Back to School

Calvin and Hobbes

Well hullo there stranger. Been a long time. been a busy year. (nostalgic/wistful … the closest I’ll come in today’s column to acknowledging the painful event that has shaped said year)

So, an update to you, dear reader, on my ever-sporadic blog. (upbeat … a promise that I am going to share something that happened, in a buoyant tone)

Today I begin teaching for the first time on my own. (brief sentence for impact, momentous)

True, I’ve taught kids at after-school programs in the past. But today I will walk into a class full of first-year college students, minds still bruised and purple from high school, with the intent of teaching them how to write well.

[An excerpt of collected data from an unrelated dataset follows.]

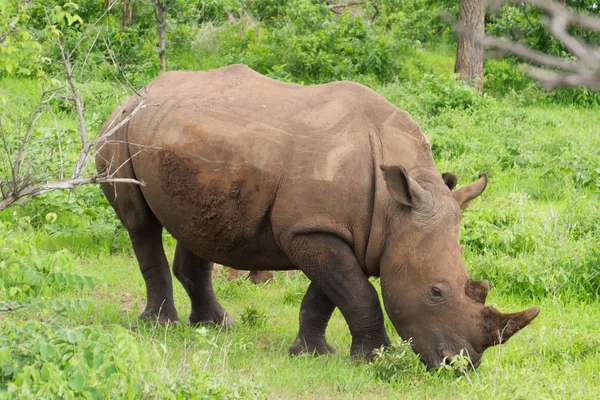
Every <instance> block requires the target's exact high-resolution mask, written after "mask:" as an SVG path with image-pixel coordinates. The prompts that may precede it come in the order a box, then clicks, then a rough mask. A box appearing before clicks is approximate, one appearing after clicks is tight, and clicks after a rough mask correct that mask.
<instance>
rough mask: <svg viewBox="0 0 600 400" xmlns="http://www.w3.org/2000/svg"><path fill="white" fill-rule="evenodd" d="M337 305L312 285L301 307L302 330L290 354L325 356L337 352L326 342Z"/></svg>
mask: <svg viewBox="0 0 600 400" xmlns="http://www.w3.org/2000/svg"><path fill="white" fill-rule="evenodd" d="M333 310H335V304H333V302H332V301H331V300H329V297H327V296H326V295H325V293H323V292H322V291H321V290H319V289H318V288H317V286H316V285H315V284H314V283H311V284H310V286H309V287H308V290H307V291H306V294H305V295H304V299H302V305H301V306H300V329H299V330H298V336H297V337H296V340H295V341H294V343H293V344H292V347H290V353H291V354H293V355H300V354H304V353H308V354H316V355H323V354H328V353H333V352H335V349H334V348H333V347H331V346H330V345H329V344H328V343H327V341H326V340H325V330H326V329H327V323H329V319H330V318H331V314H332V313H333Z"/></svg>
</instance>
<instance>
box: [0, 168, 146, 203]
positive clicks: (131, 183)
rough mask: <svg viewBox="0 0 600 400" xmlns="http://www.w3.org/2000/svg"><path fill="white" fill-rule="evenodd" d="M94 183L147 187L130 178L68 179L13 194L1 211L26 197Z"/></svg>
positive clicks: (6, 202) (30, 196) (29, 186)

Or at least, better. (context to frame the relative import … or hilarity … of the undertaking)

I’ve taken an truly breathtaking, earth-shattering course on composition research and theory (soft-baked irony … but not without a slight tinge of pride), shadowed an assigned mentor around her English 101 class and graded half her students’ papers (boring recitation of fact that hopefully hints at mixed feelings about the experience). I’ve spent my summer planning my course — the syllabus, the readings, the assignments, the lesson plans — spent more of my summer, in truth, doing that than I spent doing the thing I should have, working on my thesis novel. (transparent assignation that perhaps suggests a wrestling of priorities and a mild regret, but also perhaps a mild satisfaction in the work accomplished)

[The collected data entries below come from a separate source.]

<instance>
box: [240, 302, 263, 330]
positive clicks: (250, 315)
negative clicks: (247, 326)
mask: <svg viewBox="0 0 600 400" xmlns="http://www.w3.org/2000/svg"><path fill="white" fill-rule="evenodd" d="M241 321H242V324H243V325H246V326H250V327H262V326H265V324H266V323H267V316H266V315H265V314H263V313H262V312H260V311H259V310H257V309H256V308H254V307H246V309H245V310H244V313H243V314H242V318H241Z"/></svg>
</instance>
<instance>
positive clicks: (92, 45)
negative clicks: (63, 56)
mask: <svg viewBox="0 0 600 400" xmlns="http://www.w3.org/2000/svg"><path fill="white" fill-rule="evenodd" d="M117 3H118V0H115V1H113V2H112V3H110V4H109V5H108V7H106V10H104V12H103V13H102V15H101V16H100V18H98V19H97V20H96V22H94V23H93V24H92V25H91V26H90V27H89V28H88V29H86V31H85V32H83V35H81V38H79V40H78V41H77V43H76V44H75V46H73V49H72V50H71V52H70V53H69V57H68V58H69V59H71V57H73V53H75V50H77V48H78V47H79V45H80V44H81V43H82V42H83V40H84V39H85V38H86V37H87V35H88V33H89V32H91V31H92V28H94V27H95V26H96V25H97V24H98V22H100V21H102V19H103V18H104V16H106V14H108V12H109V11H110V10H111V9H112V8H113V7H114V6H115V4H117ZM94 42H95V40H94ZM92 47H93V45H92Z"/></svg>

So I’m ready as I’ll ever be. Myself, a bright-eyed, bushy-haired youngish scholar (please, I’m still just 35) going to class again for the first time. Times have changed since I was in college. We have digital learning Moodles now, and every kid brings a laptop and a smartphone to class, where there are computers at the teacher’s desk and overhead projectors that project live video rather than transparencies, and a teaching paradigm that preferences process over product, where students are theorized as participatory young scholars, engaged in intellectual discourse with their teacher-mentor, each a unique snowflake and each bringing with her an individual set of (multi)literacies, experiences, dialect(s), and cultural norms. All fine and good.

But some things haven’t changed: in truth, the kids are young as ever (my god, did I look that soft and frightened when I started school? perhaps, but I was in a huge lecture hall where no one could see me: I’ll be teaching in a small classroom in front of 22 people); they seem as distracted and as bored as ever. My job is part-educator, part-entertainer, it seems. Stay relevant, man, or you’ll lose them!

These are young scholars, but they are not engaged. Not yet. (I am basing this on my experience last semester, not with the class I’m about to teach) My job will be to engage them, to try to wake up their sleepy minds, and get them curious about things. To surprise them and then leave little curiosity gaps that they’ll be motivated to bridge themselves. And to give them the tools to cross those bridges.

But I’m also realistic. I’m not teaching to everyone. I’m teaching to those who’ll listen, those who respond to alarm clocks. I could say it’s all for them that I do this work, but in reality it’s for me. I enjoy it. Planning this course has actually been kinda fun (don’t tell my jaded and cynical peers in the MFA program, the ones who like me opted to teach Comp instead of Creative Writing, and are ruing that decision with ever mutter, though they are probably secretly looking forward to this as well). And I look forward to meeting these kids and getting to know them.

Sure, I’m nervous. No biggie. I’m also scared — not that I won’t know an answer; I already know that’ll happen — but that I’ll face a problem too big too soon. A violently disruptive student. A case of plagiarism in my first week. A careless word to a student with a learning disability or mental illness.

Still … that’s just fear. I know I won’t break them. That’s real narcissim: the idea that one bad teacher can ruin a student forever. But isn’t the flip side also somewhat true: that one teacher alone will never make a student succeed? I can only help give them a little ally-oop, a boost over the first walls they’ll hit in college, and a quick survey from a low hill of all the walls they may face, at least those I can show them. After all, let’s be real: it’s a 16-week class that meets twice a week for 100 min at a time. Two of those 32 meetings fall during vacation days, and two during conference days, leaving me with 28 days with them, 2800 minutes, not quite 47 hours.

So rather than focus on writing this kind of paper or that, I’m just going to muddle along with my new, untested syllabus, and try to give the students things to think about. Teach them to ask questions. And hopefully help them look at the world—not just the academic part of it, sorry NCSU—a little more critically.

Anyway. I gotta go eat breakfast and get ready for class. I bought a new sportcoat for the occasion!